Though blessed with immense natural resources, Africa has not derived much benefit from the exploitation of her natural wealth because the majority of industrial endeavours have focused almost solely on the extraction of raw materials, with value addition happening elsewhere. Mineral wealth notwithstanding, Africa’s biological diversity (both human and non-human) may be her most valuable resource. In order to take full advantage of these resources, Africa must transition from a consumer of scientific knowledge and intellectual property to a producer of such knowledge. African biotech has the potential to spearhead this transition, creating countless new job opportunities for Africa’s young and talented population and catalysing significant and sustainable economic growth across the continent.
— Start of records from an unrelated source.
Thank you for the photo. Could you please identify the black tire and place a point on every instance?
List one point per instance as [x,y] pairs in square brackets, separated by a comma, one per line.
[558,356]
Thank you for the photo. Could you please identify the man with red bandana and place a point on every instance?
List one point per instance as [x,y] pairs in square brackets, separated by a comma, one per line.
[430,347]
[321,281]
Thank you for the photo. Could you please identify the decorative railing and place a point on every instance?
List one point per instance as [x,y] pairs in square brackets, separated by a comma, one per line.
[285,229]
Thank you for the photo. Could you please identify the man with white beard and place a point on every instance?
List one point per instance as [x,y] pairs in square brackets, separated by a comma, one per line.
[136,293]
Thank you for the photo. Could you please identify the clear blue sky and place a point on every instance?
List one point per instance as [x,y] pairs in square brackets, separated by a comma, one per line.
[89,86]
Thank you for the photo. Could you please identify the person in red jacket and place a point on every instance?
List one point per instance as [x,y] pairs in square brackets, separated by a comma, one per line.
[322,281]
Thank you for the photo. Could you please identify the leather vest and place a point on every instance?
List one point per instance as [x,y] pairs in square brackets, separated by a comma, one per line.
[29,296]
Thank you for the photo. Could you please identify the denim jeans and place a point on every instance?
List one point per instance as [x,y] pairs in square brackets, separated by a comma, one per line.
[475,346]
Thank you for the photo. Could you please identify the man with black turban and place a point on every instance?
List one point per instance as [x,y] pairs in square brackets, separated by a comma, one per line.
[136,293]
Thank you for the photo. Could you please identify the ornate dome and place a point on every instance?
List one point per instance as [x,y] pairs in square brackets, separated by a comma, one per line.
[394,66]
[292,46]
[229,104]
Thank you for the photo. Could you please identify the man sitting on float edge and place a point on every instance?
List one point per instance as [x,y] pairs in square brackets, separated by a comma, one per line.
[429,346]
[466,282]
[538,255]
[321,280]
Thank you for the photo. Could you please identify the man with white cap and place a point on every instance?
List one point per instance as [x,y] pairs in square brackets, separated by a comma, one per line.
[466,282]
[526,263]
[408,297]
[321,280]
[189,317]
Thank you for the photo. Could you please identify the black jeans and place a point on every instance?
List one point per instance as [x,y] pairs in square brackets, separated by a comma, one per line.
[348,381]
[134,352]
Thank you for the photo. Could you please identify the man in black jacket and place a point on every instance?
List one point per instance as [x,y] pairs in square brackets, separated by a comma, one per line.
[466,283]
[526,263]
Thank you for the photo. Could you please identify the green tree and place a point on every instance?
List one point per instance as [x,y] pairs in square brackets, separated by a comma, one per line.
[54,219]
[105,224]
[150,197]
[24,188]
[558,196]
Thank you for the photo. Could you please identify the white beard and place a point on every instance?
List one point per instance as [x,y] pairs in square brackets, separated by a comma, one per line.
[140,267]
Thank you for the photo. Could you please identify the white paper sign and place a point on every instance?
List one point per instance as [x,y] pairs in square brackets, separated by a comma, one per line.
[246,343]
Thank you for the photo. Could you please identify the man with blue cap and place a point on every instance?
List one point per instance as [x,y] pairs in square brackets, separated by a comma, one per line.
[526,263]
As devastating as the COVID-19 pandemic has been, it may provide Africa with an opportunity to build a much more sustainable scientific ecosystem capable of responding to future challenges- taking advantage of this potential will however require a concerted effort from all stakeholders and must focus on a lot more than simply addressing deficiencies in vaccine manufacturing capacity.
About the author:
Yaw Bediako is a Ghanaian immunologist and entrepreneur. He obtained a PhD from Northwestern University in the United States and post-doctoral fellowships in Kenya and London. In 2020, Yaw founded Yemaachi Biotech to develop novel diagnostic and therapeutic targets for cancer, that work uniformly well irrespective of genetic background. Yaw is a 2021 Calestous Juma Science Leadership Fellow (Bill and Melinda Gates Foundation), a fellow of the Ghana Young Academy and an affiliate member of the African Academy of Sciences.